Our generation loves pop. Where I grew up, teenagers blared One Direction and Ed Sheeran as they made trips to the beach and every time I recall my middle school years, my memory is tinted with a glow of dazzling bubble pink pop music. At school, my friends excitedly divulged the latest news on Taylor Swift, and as a young teenager, I enjoyed listening to songs like “Shake it Off” at sleepovers with my friends. If you had asked me what my music taste was like when I was fourteen, I probably would have answered that I listened only to the pop music that came on the radio in the car. 

While I was busy absorbing the sound of pop music at school and with my friends, I was also absorbing the sound of a different kind of music at home. My mom loved putting on her 80’s mandarin pop whenever she folded clothes or cleaned around the house, and our living room had a black Yamaha piano on which my older sister played “River Flows in You” or “Pachelbel’s Canon” at my mom’s request. I didn’t really consider this to be music, though, since my understanding of “music taste” was heavily influenced by what my classmates said about music, and music taste was a concept that only my American friends and teachers ever brought up. No Asian relative of mine had ever asked me about what sort of music I listened to. Moreover, I hated listening to my sister practice piano, and I hated mandarin music. The singers spoke too quickly for me to understand what the lyrics meant, and, in my opinion, the janky tunes of the 80s didn’t hold up to the synthetic, upbeat sounds of modern music. 

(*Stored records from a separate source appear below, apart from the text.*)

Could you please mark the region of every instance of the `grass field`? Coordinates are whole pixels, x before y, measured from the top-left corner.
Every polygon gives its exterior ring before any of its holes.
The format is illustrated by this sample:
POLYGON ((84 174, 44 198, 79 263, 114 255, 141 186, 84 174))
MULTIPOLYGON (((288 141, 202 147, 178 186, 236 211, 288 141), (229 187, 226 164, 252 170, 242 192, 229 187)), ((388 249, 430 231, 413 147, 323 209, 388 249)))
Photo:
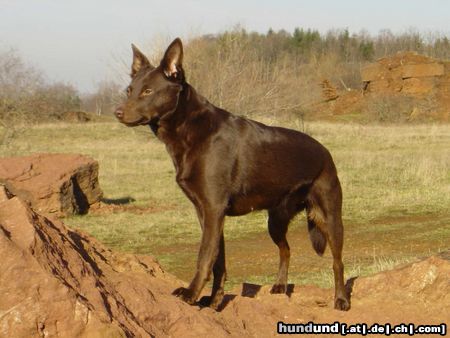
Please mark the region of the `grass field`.
MULTIPOLYGON (((298 121, 278 122, 299 129, 298 121)), ((346 277, 366 275, 450 248, 450 125, 363 126, 307 123, 334 156, 344 192, 346 277)), ((189 280, 200 227, 177 187, 172 162, 148 128, 116 122, 0 129, 0 156, 82 153, 100 163, 109 212, 65 219, 113 249, 156 256, 189 280)), ((228 287, 272 283, 278 252, 265 212, 228 218, 228 287)), ((332 285, 331 258, 317 257, 299 215, 289 230, 291 283, 332 285)))

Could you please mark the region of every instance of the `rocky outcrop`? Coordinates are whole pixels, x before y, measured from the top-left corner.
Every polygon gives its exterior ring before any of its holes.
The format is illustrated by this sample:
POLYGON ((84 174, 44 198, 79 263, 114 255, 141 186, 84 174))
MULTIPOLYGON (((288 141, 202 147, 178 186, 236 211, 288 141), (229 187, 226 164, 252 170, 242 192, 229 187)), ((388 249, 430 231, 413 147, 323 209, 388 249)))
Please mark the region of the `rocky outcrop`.
POLYGON ((366 92, 420 96, 440 89, 448 66, 448 62, 404 52, 365 66, 361 78, 366 92))
POLYGON ((84 214, 102 196, 98 162, 84 155, 0 158, 0 182, 34 210, 57 216, 84 214))
POLYGON ((345 91, 323 81, 317 111, 391 122, 450 121, 450 61, 400 52, 364 66, 361 80, 361 89, 345 91))
POLYGON ((315 286, 288 297, 247 284, 221 312, 187 305, 153 258, 113 252, 3 188, 0 257, 0 337, 271 337, 279 321, 448 324, 450 313, 448 253, 350 280, 348 312, 315 286))
POLYGON ((0 257, 2 337, 207 333, 211 319, 170 294, 177 283, 154 259, 113 253, 18 197, 0 204, 0 257))

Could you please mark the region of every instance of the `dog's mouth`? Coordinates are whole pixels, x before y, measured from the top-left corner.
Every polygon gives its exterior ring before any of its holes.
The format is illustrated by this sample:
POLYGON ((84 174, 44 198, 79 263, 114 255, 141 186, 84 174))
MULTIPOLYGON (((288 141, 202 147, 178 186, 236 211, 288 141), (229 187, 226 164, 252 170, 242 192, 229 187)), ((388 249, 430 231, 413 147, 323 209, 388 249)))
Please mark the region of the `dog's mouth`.
POLYGON ((121 121, 119 120, 121 123, 123 123, 124 125, 126 125, 127 127, 137 127, 137 126, 146 126, 150 123, 150 119, 146 118, 146 117, 141 117, 139 120, 137 121, 133 121, 133 122, 126 122, 126 121, 121 121))

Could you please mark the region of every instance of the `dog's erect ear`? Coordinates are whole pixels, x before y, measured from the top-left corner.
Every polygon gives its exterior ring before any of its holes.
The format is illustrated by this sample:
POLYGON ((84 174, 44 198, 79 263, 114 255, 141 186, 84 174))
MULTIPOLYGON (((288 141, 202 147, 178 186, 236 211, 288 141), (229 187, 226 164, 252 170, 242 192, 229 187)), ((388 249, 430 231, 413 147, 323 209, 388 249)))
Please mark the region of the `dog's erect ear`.
POLYGON ((131 65, 131 78, 136 76, 136 73, 144 67, 149 67, 153 69, 154 67, 150 64, 147 57, 142 54, 142 52, 133 44, 131 44, 131 48, 133 49, 133 64, 131 65))
POLYGON ((183 44, 180 38, 176 38, 167 47, 164 57, 161 60, 161 66, 169 78, 181 79, 183 72, 183 44))

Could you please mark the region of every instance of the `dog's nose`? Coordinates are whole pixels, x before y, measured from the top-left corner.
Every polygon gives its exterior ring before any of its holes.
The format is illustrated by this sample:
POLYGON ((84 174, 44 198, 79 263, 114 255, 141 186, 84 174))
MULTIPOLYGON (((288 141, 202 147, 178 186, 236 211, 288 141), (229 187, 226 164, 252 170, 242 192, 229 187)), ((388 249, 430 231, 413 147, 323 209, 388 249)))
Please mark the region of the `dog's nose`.
POLYGON ((114 112, 114 114, 116 115, 116 117, 118 119, 121 119, 123 117, 123 110, 122 109, 116 109, 116 111, 114 112))

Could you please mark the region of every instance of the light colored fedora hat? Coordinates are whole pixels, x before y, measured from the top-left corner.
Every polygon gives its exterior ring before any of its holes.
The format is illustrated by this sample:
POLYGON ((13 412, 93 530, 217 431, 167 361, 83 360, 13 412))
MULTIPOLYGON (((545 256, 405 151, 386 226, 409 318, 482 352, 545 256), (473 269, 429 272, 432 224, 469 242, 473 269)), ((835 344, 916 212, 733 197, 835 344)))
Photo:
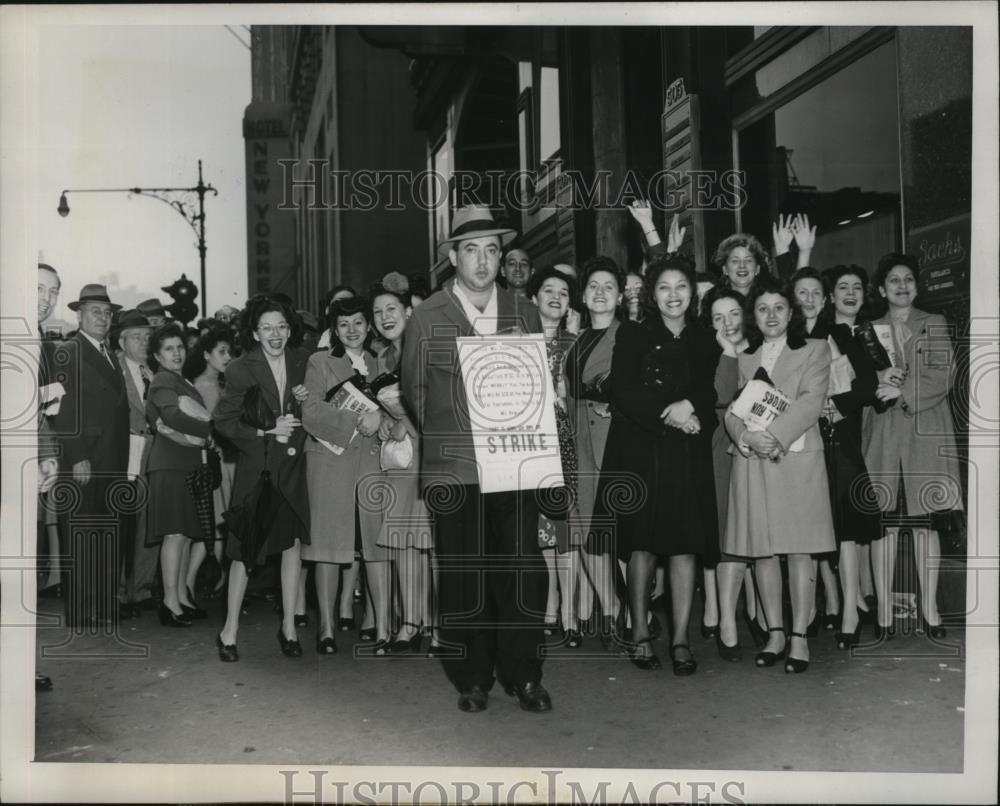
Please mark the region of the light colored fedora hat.
POLYGON ((500 245, 506 246, 517 237, 517 231, 509 227, 498 227, 493 220, 490 208, 485 204, 470 204, 455 211, 452 222, 451 237, 445 238, 438 245, 438 257, 447 257, 459 241, 470 238, 484 238, 488 235, 499 235, 500 245))

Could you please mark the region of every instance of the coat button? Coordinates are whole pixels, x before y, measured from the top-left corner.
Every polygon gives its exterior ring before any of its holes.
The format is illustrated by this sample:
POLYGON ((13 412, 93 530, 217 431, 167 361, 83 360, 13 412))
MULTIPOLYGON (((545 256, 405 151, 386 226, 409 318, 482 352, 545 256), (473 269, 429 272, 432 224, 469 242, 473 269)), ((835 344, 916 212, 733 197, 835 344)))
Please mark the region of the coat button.
POLYGON ((297 453, 297 451, 295 450, 295 448, 289 448, 288 449, 288 455, 289 456, 295 456, 296 453, 297 453))

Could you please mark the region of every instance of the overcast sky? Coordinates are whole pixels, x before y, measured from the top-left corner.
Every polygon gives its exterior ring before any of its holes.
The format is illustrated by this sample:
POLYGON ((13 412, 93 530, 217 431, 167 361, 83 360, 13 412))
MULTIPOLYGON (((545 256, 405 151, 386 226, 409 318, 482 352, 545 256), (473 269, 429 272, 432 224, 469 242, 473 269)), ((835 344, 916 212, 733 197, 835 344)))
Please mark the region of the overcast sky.
MULTIPOLYGON (((245 42, 249 32, 234 30, 245 42)), ((199 281, 196 236, 155 199, 70 194, 64 188, 190 187, 198 159, 206 197, 208 310, 246 298, 243 110, 250 51, 223 26, 75 26, 46 31, 38 65, 39 249, 63 278, 55 316, 84 283, 108 285, 126 306, 182 273, 199 281)))

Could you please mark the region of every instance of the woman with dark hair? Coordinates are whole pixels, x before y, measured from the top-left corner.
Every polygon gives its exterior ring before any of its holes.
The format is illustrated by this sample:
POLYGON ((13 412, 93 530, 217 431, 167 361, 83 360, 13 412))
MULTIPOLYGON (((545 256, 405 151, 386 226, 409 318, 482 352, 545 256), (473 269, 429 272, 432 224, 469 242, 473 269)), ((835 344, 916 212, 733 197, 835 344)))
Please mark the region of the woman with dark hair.
POLYGON ((830 288, 830 304, 823 318, 830 322, 828 340, 834 355, 831 368, 839 363, 850 368, 845 377, 853 375, 849 388, 828 398, 820 419, 844 594, 834 640, 840 649, 849 649, 858 643, 864 604, 860 592, 859 547, 870 545, 881 534, 879 513, 872 508, 875 490, 861 451, 862 413, 865 407, 877 403, 878 377, 875 365, 855 335, 868 273, 860 266, 834 266, 825 273, 825 280, 830 288))
MULTIPOLYGON (((370 299, 372 324, 386 342, 385 349, 378 354, 378 374, 398 374, 406 325, 413 313, 410 295, 379 283, 372 288, 370 299)), ((417 472, 420 467, 419 432, 407 414, 406 402, 399 394, 398 381, 379 394, 392 412, 382 418, 379 439, 383 445, 389 444, 393 448, 397 445, 401 447, 402 443, 409 443, 412 448, 409 464, 405 468, 386 469, 379 479, 390 486, 392 494, 387 496, 389 505, 376 539, 392 555, 402 600, 402 623, 389 650, 393 655, 407 655, 420 651, 422 628, 431 630, 434 623, 431 613, 434 535, 430 512, 420 494, 417 472), (382 395, 386 397, 382 398, 382 395)), ((365 498, 378 500, 372 492, 365 498)))
POLYGON ((160 623, 171 627, 190 627, 192 618, 205 618, 205 611, 187 592, 182 558, 187 544, 201 534, 187 477, 202 464, 212 424, 201 394, 181 373, 184 355, 180 325, 172 323, 153 331, 148 361, 156 375, 146 395, 146 419, 155 434, 147 469, 151 538, 147 543, 161 544, 160 623))
MULTIPOLYGON (((733 442, 726 432, 723 419, 729 404, 736 397, 739 381, 738 359, 750 347, 746 336, 743 295, 731 288, 714 289, 713 300, 703 307, 701 321, 705 329, 715 333, 715 340, 722 348, 722 355, 715 370, 715 413, 719 424, 712 433, 712 468, 715 473, 715 505, 718 512, 719 546, 725 541, 726 520, 729 512, 729 483, 732 476, 733 442)), ((754 643, 763 644, 766 633, 755 621, 757 595, 753 574, 746 559, 722 553, 716 567, 705 568, 705 615, 702 617, 702 635, 714 637, 723 660, 740 660, 742 654, 737 640, 736 606, 740 583, 746 591, 746 620, 753 634, 754 643), (717 596, 717 601, 713 599, 717 596), (711 616, 715 615, 717 621, 711 616), (714 635, 712 627, 715 626, 714 635)))
MULTIPOLYGON (((913 528, 920 610, 931 637, 943 638, 937 607, 938 533, 949 513, 962 509, 955 426, 948 403, 954 353, 945 318, 914 305, 917 261, 912 255, 885 255, 873 286, 888 303, 887 313, 873 325, 892 345, 892 366, 878 373, 875 395, 884 403, 894 402, 881 414, 869 409, 865 415, 865 464, 888 486, 883 522, 920 521, 913 528)), ((885 637, 893 634, 890 591, 898 533, 896 526, 886 528, 871 549, 878 632, 885 637)))
POLYGON ((659 258, 646 270, 646 317, 618 332, 611 363, 611 427, 597 509, 614 519, 628 561, 632 662, 660 668, 647 625, 656 555, 669 557, 675 675, 697 663, 687 630, 696 557, 718 555, 712 431, 719 346, 696 322, 694 267, 659 258), (624 488, 624 492, 623 492, 624 488))
MULTIPOLYGON (((372 607, 365 617, 376 639, 372 654, 389 653, 388 552, 376 542, 382 526, 380 502, 364 494, 380 475, 378 433, 381 410, 357 413, 340 408, 330 393, 361 376, 375 380, 376 358, 365 348, 370 328, 368 300, 348 297, 330 305, 329 350, 313 353, 306 369, 309 399, 302 407, 302 424, 309 439, 306 456, 312 503, 312 540, 302 557, 316 564, 319 631, 316 651, 337 651, 334 639, 338 566, 350 566, 355 551, 365 562, 372 607)), ((345 581, 345 584, 346 581, 345 581)))
MULTIPOLYGON (((319 321, 323 323, 327 322, 327 320, 330 318, 330 306, 333 305, 333 303, 335 303, 337 300, 349 299, 350 297, 356 297, 357 295, 358 292, 355 291, 353 288, 351 288, 351 286, 349 285, 335 285, 333 288, 330 289, 329 293, 325 294, 323 297, 325 302, 323 304, 322 310, 320 311, 319 321)), ((333 343, 331 342, 330 338, 331 338, 330 328, 327 327, 327 329, 320 334, 319 341, 316 342, 316 349, 317 350, 329 349, 330 345, 333 343)))
POLYGON ((302 655, 294 612, 302 567, 300 546, 309 543, 309 498, 302 453, 305 432, 295 411, 309 397, 302 383, 309 355, 302 348, 288 346, 293 339, 301 338, 297 332, 300 326, 298 317, 279 300, 263 295, 250 299, 241 316, 244 353, 226 368, 226 387, 215 410, 216 429, 238 451, 233 505, 247 502, 265 471, 270 474, 277 497, 274 522, 258 556, 243 557, 235 536, 231 535, 226 545, 226 553, 233 560, 229 568, 229 609, 225 626, 216 637, 223 662, 239 660, 236 634, 246 593, 247 566, 273 554, 281 554, 282 625, 278 644, 287 657, 302 655), (267 431, 248 423, 244 416, 244 402, 253 387, 258 387, 260 399, 276 421, 267 431))
POLYGON ((642 320, 644 313, 642 287, 643 279, 641 272, 634 270, 626 272, 624 296, 625 308, 628 311, 628 320, 630 322, 639 322, 642 320))
MULTIPOLYGON (((545 352, 549 360, 549 371, 555 387, 556 434, 559 439, 559 457, 562 464, 563 481, 569 493, 569 500, 577 498, 576 447, 573 444, 573 428, 566 408, 566 383, 563 362, 573 344, 574 337, 563 329, 563 318, 570 309, 570 300, 576 296, 576 283, 561 271, 546 267, 535 272, 528 280, 528 298, 538 308, 545 335, 545 352)), ((571 508, 575 505, 571 503, 571 508)), ((567 519, 538 515, 538 542, 549 571, 549 596, 545 607, 545 622, 554 631, 557 613, 560 614, 566 645, 571 648, 583 644, 583 635, 576 610, 576 588, 579 580, 579 547, 582 534, 569 529, 567 519)))
MULTIPOLYGON (((823 315, 826 289, 820 273, 811 266, 803 266, 791 276, 788 285, 790 293, 795 299, 795 304, 799 306, 805 319, 806 337, 827 339, 830 335, 830 317, 823 315)), ((837 577, 830 565, 829 557, 818 558, 817 564, 820 579, 823 582, 824 613, 822 624, 824 629, 833 630, 840 623, 840 591, 837 587, 837 577)), ((816 617, 809 620, 808 633, 810 637, 818 632, 819 624, 819 613, 817 612, 816 617)))
POLYGON ((590 326, 573 342, 563 361, 566 408, 574 435, 577 457, 576 510, 571 513, 570 532, 579 532, 573 542, 583 547, 580 569, 578 616, 592 613, 596 592, 601 605, 599 635, 605 649, 615 648, 621 603, 616 592, 615 554, 605 539, 606 529, 593 520, 597 482, 608 439, 608 377, 615 337, 621 322, 617 313, 622 302, 625 275, 611 258, 597 256, 583 264, 581 288, 590 326))
MULTIPOLYGON (((232 333, 219 324, 210 326, 198 340, 195 348, 187 354, 184 361, 184 377, 194 384, 194 388, 205 401, 205 408, 211 415, 215 412, 222 397, 223 373, 232 360, 230 353, 232 333)), ((233 491, 233 477, 236 475, 236 451, 223 439, 215 443, 214 450, 219 454, 222 469, 222 480, 215 490, 215 523, 217 537, 213 545, 215 560, 219 564, 219 580, 212 591, 214 596, 226 585, 226 572, 222 564, 223 525, 222 513, 229 509, 229 501, 233 491)), ((187 566, 186 588, 188 597, 194 601, 195 584, 198 579, 198 569, 204 562, 208 551, 204 541, 196 540, 191 544, 189 556, 185 558, 187 566)))
POLYGON ((791 293, 770 278, 759 280, 747 300, 755 345, 739 356, 739 384, 766 375, 790 403, 763 430, 751 430, 733 410, 726 430, 739 453, 733 459, 723 551, 755 565, 770 636, 756 657, 773 666, 785 655, 781 613, 781 562, 788 558, 792 599, 791 647, 786 672, 809 667, 806 630, 815 605, 812 555, 836 545, 830 513, 819 418, 830 381, 830 348, 804 337, 802 312, 791 293), (763 370, 763 373, 761 372, 763 370), (780 637, 780 640, 778 640, 780 637))

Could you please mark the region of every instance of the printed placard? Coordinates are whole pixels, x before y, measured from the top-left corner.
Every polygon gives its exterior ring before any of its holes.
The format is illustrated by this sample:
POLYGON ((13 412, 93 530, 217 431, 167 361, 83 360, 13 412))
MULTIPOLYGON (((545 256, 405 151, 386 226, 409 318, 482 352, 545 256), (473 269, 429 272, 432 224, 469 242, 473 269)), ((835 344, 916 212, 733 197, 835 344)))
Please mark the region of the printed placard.
POLYGON ((464 336, 457 342, 480 489, 561 486, 555 391, 544 337, 464 336))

My reservations toward this kind of music changed when I started college. During my first semester at Berkeley, I found myself leaning into music that was calming and stabilizing rather than energetic and upbeat. In the midst of a bizarre world that threw different faces and places at me every day, I needed something that could help provide a stable landing place for me in the whirlwind of everyday challenges I faced. I found this stability in the calming piano notes that reminded me of my sister’s piano practice sessions, and the mandarin music that had always followed me around at home. As the semester progressed, Yiruma’s meditative piano notes carried me through my papers and deep reading sessions, and the mandarin pop my mother had always loved listening to became a rhythm I could return to whenever the foreign world of Berkeley became too overwhelming. These songs – familiar to me as a family tradition – served as an important source of comfort at a time when I was adjusting to many new situations in my life. And while I still enjoy listening to pop music every once in a while, I have a baseline now – my own personal music taste – that I can return to whenever I need.